Asst Prof KOH Tieh Yong
1. Numerical weather prediction in Southeast Asia
In mid-latitude regions, numerical weather prediction (NWP) has reached unprecedented skill in that state-of-the-art predictions provide reliable 3-day local forecasts and reasonable 1-week regional weather outlooks. However, forecasts of tropical weather are hardly reliable even within the same day. The reasons are many-fold: e.g. (1) the dearth of atmospheric soundings (observations) in tropical regions; (2) the inherent shorter spatio-temporal scales of convective weather; and (3) insufficient understanding of tropical weather dynamics. In collaboration with Temasek Laboratories @ NTU, we work as a team on improving NWP in Southeast Asia, using the Coupled Ocean/Atmosphere Mesoscale Prediction System (COAMPS®), developed by the US Naval Research Laboratory (Monterey).
Figure 1 shows COAMPS simulation of typhoon Vamei hitting the southern tip of the Malay Peninsula and Singapore on 27 Dec 2001 at 0600 UTC (1400h Singapore Time). Arrows denote 850mb-winds and shading (with the zero contour in magenta) represent the absolute vorticity (a measure of local rotation) in the flow. This is one example of an extreme-weather event that can bring disaster to the region and so there is a need for reliable forecasts.
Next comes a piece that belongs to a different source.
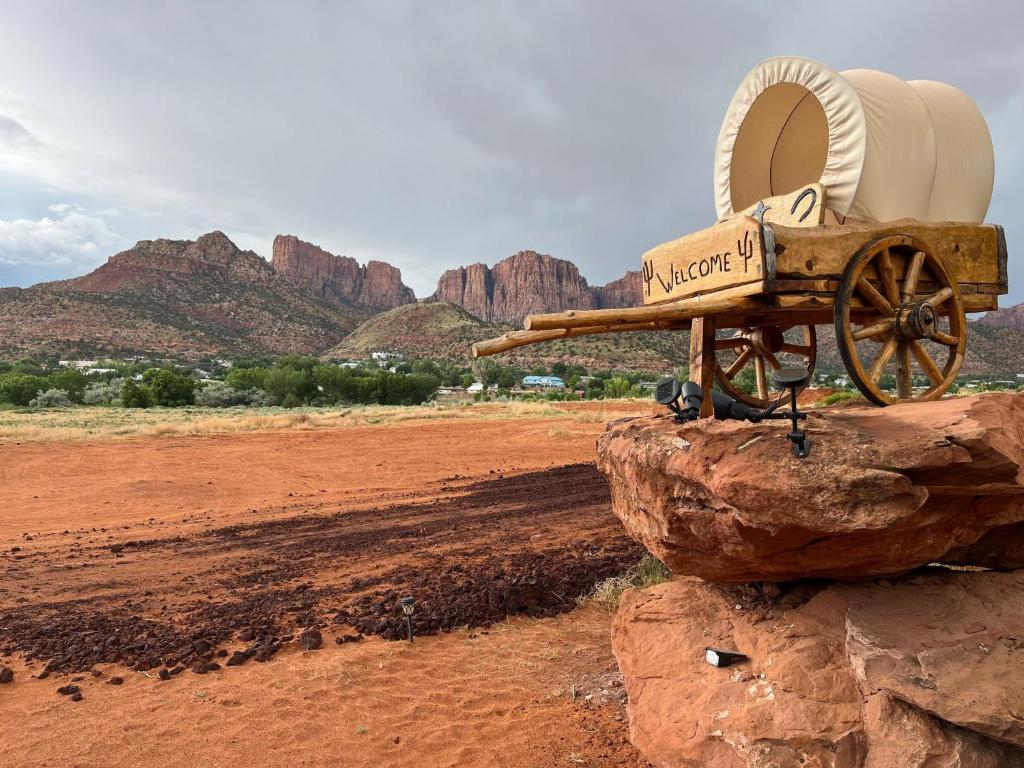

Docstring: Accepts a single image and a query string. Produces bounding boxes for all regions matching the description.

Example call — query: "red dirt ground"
[0,418,645,767]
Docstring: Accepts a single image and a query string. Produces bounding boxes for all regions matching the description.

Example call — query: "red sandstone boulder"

2. Pollutant transport in highly convective equatorial atmospheres
The motion of a particle in the atmosphere is inherently chaotic, meaning that the particle trajectory is sensitively dependent on initial conditions, even in seemingly regular flows. Thus, it is hard to understand atmospheric transport patterns without the aid of Lagrangian diagnostic tools. In the tropics, the weather is dominated by deep cumulus convection, which chaotically mixes and transports substances vertically between the surface boundary layer and up to 16km high. How chemical tracers, e.g. pollutants, are dispersed vertically in equatorial atmospheres constitute a scientifically interesting and environmentally important subject of investigation.
Figure 2 shows a cloud of tracers representing haze smoke emitted from central Sumatra island being transported eastwards by lower tropospheric winds (magenta streamlines) to Borneo island. The haze is mixed into the surface boundary layer by convective turbulence. The white contours on the surface denote regions where boundary layer heights greater than 1000m.
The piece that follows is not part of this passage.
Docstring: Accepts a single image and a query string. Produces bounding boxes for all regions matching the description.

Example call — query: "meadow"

3. Fundamental geophysical fluid dynamics
Geophysical fluid dynamics (GFD) is the study of the behaviour of the atmosphere and the ocean as fluid bodies, governed by the basic laws of the conservation of momentum, energy and mass. As an applied mathematics discipline, the field has seen tremendous advances over the last few decades. Rigorous theories of slow and fast manifold dynamics in the phase space of these fluids have been discussed in international conferences in Europe and the USA in recent years. This recent advancement in GFD theory is based on Lagrangian and Hamiltonian formulations of fluid mechanics.
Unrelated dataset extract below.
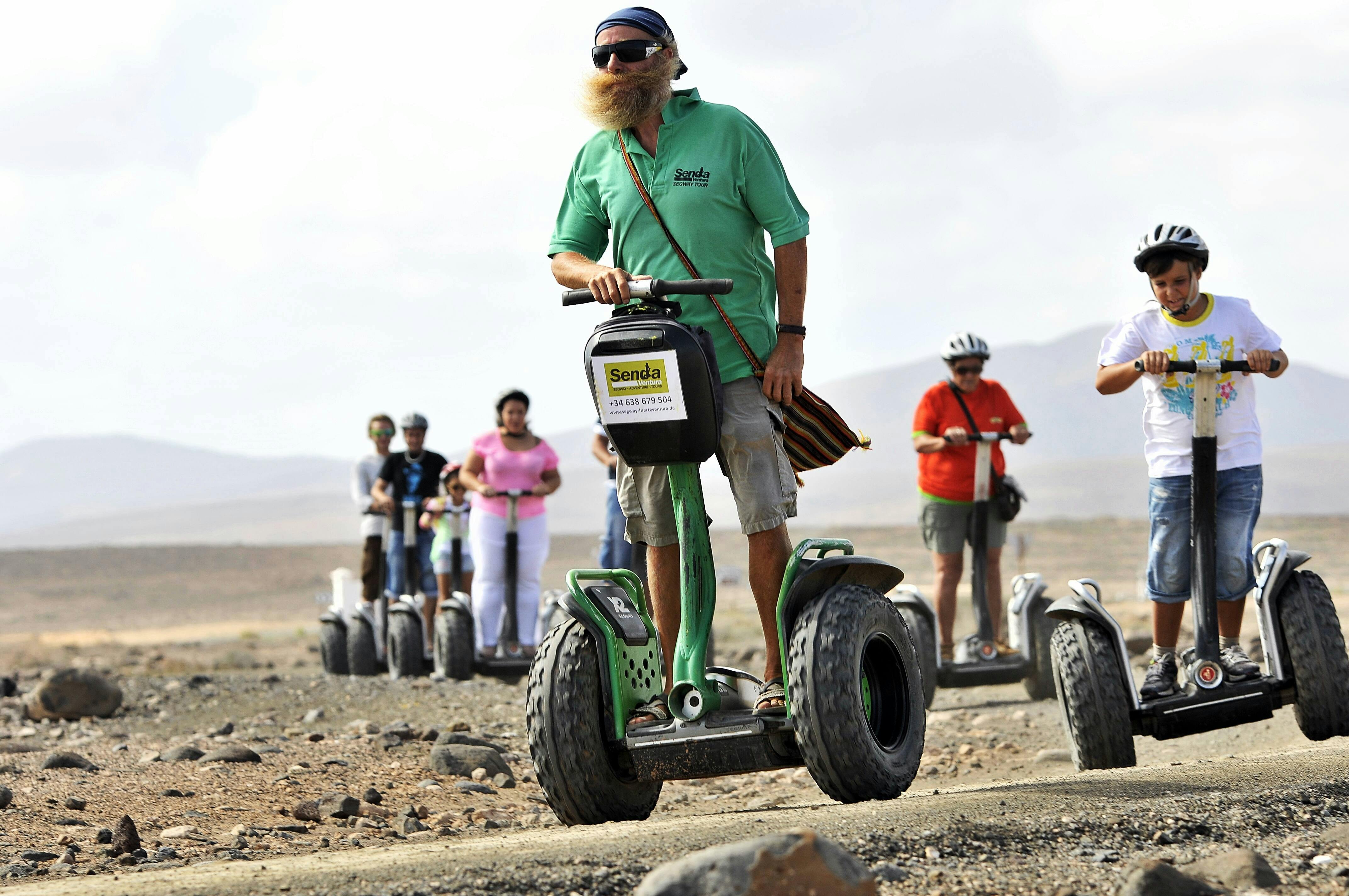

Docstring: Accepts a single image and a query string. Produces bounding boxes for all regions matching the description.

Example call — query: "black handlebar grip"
[563,289,595,308]
[652,279,735,295]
deformation of the 286K-isentropic surface in an order-6 symmetric baroclinic wave assuming dry dynamics. The horizontal plane represents a stereographic projection of the Earth’s surface from the equator to the pole. . As atmospheric motion is largely adiabatic (especially when water vapour and clouds are considered within the atmosphere’s entropy budget), isentropic coordinates is the most appropriate framework to analyze and understand the fluid dynamics of the atmosphere.